One of the most heart-wrenching realizations I have ever had to accept was the fact that I was not well. For years, I agonized over this truth. Slowly, I was being swallowed up by a list of unexplainable symptoms that insidiously began stealing life’s joys and highs from me. I thought I was doing everything right. How had my life taken this path? Why was I unable to help myself despite having spent nearly a decade helping others? Would I ever be strong enough to heal from my illness and enjoy life again?
Failure, that overwhelming presence of insufficiency, in my life was never as strong as it was the moment I said my final goodbyes and left work. A large portion of my identity disappeared that day. I believed rest, a few select medications and supplements would help me regain my energy, but one year into treatment, it became apparent that this would not be the case. As relapse after relapse occurred, I became more fearful that exerting any amount of energy would cause me to go further into the depth of my illness. Moving, talking, laughing, listening–nearly everything became my enemy as all forms of stimulation became an energy zapping experience. More and more, I was becoming my illness. Lyme Disease had brought me to a frightful place and I could no longer imagine what it might be like to live life with it, yet still pursue happiness.
If I close my eyes, I can imagine myself fearfully lying in the bed for months on end. After all, I am not yet far removed from such days. I recall a sad time late last fall at my doctor’s office. While sitting across from my doctor, I tearfully told him that a full recovery was not likely, but at the very least, I hoped for a day where my mind would be filled with thoughts other than Lyme Disease and sickness. Indeed, my expectations had become quite low.
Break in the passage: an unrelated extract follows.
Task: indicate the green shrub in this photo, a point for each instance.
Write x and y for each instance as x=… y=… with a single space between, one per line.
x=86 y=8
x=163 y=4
Two weeks ago, I caught myself pondering some new thoughts. As I thumbed through the food in our pantry, I recognized my head was filled with ideas about the future and questions like “where will our first vacation be when I am well enough to travel?” The mental milestone that I had been hoping to one day achieve had, without a doubt, been conquered. What was it that had shifted my thought process so I was able to dream? I realized that somewhere along the Lyme Road I allowed myself to like, even love things again. I gave myself permission to find me once more in spite of the struggles I may be having.
Much to my pleasant surprise, I have not relapsed and continue to slowly grow stronger and braver. I am finding that my sense of humor is returning, that I have an addiction to quirky-patterned button up shirts and my voice as an advocate for this illness is quite loud and clear. I will admit that rediscovering myself through this illness has been scary, but I truly like the person I see emerging. Yes, I have a chronic illness, but this illness no longer has me.